First we write the co-ordinates of the mid-point of $$AD$$ in terms of the unknown co-ordinates of $$D(x,y).$$ By the mid-point formula, $$\text{Mid-point of }AD = \left(\frac{1+x}{2},\; \frac{2+y}{2}\right).$$

Next we find the mid-point of the completely known diagonal $$BC.$$ Again, using the mid-point formula, $$\text{Mid-point of }BC = \left(\frac{3+2}{2},\; \frac{4+5}{2}\right) = \left(\frac{5}{2},\; \frac{9}{2}\right).$$

Because the two mid-points are equal, we can equate the corresponding co-ordinates:

$$\frac{1+x}{2} = \frac{5}{2} \quad\text{and}\quad \frac{2+y}{2} = \frac{9}{2}.$$

Multiplying both equations by $$2$$ to clear the denominators, we get

$$1 + x = 5 \quad\text{and}\quad 2 + y = 9.$$

Now we solve for $$x$$ and $$y$$ separately:

$$x = 5 - 1 = 4,$$ $$y = 9 - 2 = 7.$$

So we have located the fourth vertex: $$D(4,7).$$

With both end-points of the required diagonal $$AD$$ known as $$A(1,2)\; \text{and}\; D(4,7),$$ we now find the equation of the straight line passing through these two points.
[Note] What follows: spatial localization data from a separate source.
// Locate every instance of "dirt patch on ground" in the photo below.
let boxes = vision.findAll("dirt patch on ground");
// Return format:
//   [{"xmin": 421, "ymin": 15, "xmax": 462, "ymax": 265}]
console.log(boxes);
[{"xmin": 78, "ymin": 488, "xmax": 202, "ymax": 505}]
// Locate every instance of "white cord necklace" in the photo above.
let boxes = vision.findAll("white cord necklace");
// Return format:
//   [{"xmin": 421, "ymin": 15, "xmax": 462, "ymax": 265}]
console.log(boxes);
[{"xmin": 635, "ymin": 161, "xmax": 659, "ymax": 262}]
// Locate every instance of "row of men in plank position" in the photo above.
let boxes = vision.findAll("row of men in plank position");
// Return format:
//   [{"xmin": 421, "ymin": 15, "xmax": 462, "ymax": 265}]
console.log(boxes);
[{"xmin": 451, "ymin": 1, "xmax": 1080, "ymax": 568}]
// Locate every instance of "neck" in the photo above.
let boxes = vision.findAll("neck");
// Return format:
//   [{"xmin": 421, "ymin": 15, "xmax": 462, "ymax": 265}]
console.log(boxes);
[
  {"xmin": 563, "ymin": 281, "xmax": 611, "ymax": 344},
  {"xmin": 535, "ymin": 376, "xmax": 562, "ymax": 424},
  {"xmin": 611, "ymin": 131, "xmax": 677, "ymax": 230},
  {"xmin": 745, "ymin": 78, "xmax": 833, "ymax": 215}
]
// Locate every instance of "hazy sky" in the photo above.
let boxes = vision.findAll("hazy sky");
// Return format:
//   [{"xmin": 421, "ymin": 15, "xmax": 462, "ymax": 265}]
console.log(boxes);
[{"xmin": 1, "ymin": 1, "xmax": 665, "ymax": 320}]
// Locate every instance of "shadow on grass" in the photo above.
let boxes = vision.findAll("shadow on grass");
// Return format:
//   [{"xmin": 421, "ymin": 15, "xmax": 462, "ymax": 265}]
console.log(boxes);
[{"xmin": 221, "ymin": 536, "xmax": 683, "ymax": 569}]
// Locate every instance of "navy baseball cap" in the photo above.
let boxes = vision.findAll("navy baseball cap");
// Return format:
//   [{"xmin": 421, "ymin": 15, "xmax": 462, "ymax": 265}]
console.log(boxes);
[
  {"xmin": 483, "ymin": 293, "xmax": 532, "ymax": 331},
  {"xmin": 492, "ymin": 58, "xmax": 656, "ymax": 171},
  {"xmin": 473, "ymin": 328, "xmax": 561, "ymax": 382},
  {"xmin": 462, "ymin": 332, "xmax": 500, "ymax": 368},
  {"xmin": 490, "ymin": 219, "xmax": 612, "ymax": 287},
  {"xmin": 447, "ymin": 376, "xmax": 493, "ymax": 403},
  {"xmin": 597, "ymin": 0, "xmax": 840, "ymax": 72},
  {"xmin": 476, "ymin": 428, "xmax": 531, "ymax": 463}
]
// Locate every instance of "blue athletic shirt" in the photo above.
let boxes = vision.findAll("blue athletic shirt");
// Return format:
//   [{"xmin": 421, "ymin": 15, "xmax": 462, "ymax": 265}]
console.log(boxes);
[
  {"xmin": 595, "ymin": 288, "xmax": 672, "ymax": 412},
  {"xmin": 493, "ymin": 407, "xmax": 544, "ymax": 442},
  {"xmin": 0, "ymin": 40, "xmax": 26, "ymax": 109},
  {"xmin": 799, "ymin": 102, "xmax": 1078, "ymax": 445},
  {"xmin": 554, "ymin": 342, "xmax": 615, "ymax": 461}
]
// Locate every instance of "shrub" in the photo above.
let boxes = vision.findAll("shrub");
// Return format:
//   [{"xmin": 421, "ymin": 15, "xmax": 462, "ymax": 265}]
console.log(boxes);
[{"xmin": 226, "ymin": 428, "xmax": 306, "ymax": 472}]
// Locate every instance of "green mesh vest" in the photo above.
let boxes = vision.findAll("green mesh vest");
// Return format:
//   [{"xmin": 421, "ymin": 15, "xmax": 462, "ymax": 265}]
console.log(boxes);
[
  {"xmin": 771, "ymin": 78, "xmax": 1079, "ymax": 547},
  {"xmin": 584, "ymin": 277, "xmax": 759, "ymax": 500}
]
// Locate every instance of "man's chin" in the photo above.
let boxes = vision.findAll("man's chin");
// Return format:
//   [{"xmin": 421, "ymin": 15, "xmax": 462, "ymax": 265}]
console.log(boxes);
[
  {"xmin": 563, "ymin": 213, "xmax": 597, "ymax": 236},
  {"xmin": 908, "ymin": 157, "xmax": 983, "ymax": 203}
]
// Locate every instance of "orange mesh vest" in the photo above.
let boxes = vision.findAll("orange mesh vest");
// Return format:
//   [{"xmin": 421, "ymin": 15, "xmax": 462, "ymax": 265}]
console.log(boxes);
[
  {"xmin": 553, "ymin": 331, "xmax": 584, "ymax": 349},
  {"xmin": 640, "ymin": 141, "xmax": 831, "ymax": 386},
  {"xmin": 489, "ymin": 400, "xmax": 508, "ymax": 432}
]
First calculate the slope. The slope (or gradient) formula is $$m = \frac{y_2 - y_1}{x_2 - x_1}.$$ Substituting $$A(1,2)$$ as $$(x_1,y_1)$$ and $$D(4,7)$$ as $$(x_2,y_2)$$ gives

$$m = \frac{7 - 2}{4 - 1} = \frac{5}{3}.$$

Next we use the point-slope form of the equation of a line, $$y - y_1 = m(x - x_1).$$ Choosing the point $$A(1,2),$$ we substitute:

$$y - 2 = \frac{5}{3}\,(x - 1).$$

To eliminate the fraction, multiply every term by $$3$$:

$$3(y - 2) = 5(x - 1).$$

Expand both sides:

$$3y - 6 = 5x - 5.$$

Now bring all terms to one side to obtain the standard linear form:

$$5x - 5 - 3y + 6 = 0,$$

$$5x - 3y + 1 = 0.$$

This is already simplified, and it exactly matches Option A.

Hence, the correct answer is Option A.